As pointers for what's got Trainline so firmly on track, the firm says there has been a strong growth in mobile app downloads, this being now Europe's most downloaded rail app.

A trend to shift the UK rail market to digital tickets is also bearing fruit: Eticket penetration of industry ticket sales increased to 47% from 43% in FY2023, the firm said, while on-the-day bookings have grown to 66% of UK Consumer transactions.

Trainline's share of the commuter travel segment has also increasing to 23% from 10% pre-COVID.

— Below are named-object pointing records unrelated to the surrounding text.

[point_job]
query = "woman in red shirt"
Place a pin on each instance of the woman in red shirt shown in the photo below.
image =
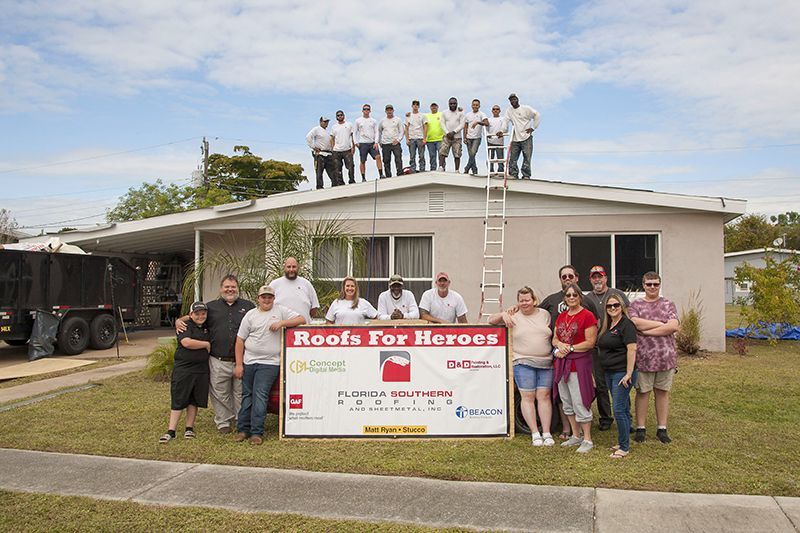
(573, 342)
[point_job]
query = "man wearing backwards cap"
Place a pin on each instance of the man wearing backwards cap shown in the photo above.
(321, 143)
(599, 296)
(397, 303)
(258, 355)
(442, 305)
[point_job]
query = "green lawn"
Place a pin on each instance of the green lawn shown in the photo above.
(732, 422)
(44, 512)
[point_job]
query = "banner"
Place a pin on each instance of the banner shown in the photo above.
(395, 381)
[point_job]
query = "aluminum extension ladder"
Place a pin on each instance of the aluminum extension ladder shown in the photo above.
(494, 227)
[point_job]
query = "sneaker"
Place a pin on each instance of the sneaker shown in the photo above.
(572, 441)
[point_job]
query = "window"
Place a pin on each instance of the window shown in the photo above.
(372, 260)
(626, 257)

But beyond its sphere with the UK rail network, the boat has also come in for the service: international consumer net ticket sales surpassed £1bn, driven by European markets with most widespread carrier competition. Spain and Italy showed a combind growth of 43%, with Spanish domestic ticket sales more than doubling now in two consecutive years.

Consumer awareness for Trainline has also doubled in Spain and Italy in the wake of brand awareness campaigns launched in the last two years.

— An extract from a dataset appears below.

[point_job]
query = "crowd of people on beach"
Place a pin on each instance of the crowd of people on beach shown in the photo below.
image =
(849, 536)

Jody Ford, CEO, told investors: "New entrant carrier competition is revolutionising rail in Europe as more customers benefit from greater choice, lower prices and the opportunity to choose greener travel. We are becoming the aggregator of choice in the UK and internationally and are delivering strong growth, particularly in those markets liberalising fastest such as Spain.

Mr Ford, who stepped up as boss in February 2021, added: "With four carrier brands competing across its high-speed rail network, we have doubled domestic ticket sales in Spain for the second year running and significantly grown our market share on the top routes. With new entrant carrier competition set to ramp up in Italy, France and the UK in the coming years, the opportunity grows to create a golden age of rail travel."

In line with its stated capital allocation framework, Trainline announced a new £75m programme to commence upon completion of its existing programme. As of the end of April, £38m of shares had been repurchased under an existing £50m programme.

● Originally the Trainline.com when it was established by the Virgin Group in 1997, Stagecoach subsequently purchased a 49% share. In February 2004, the brand merged with rival Qjump and Stagecoach departed, Virgin then having an 84% share of the business with National Express taking up the remainder. Trainline floated on the London Stock Exchange in 2019.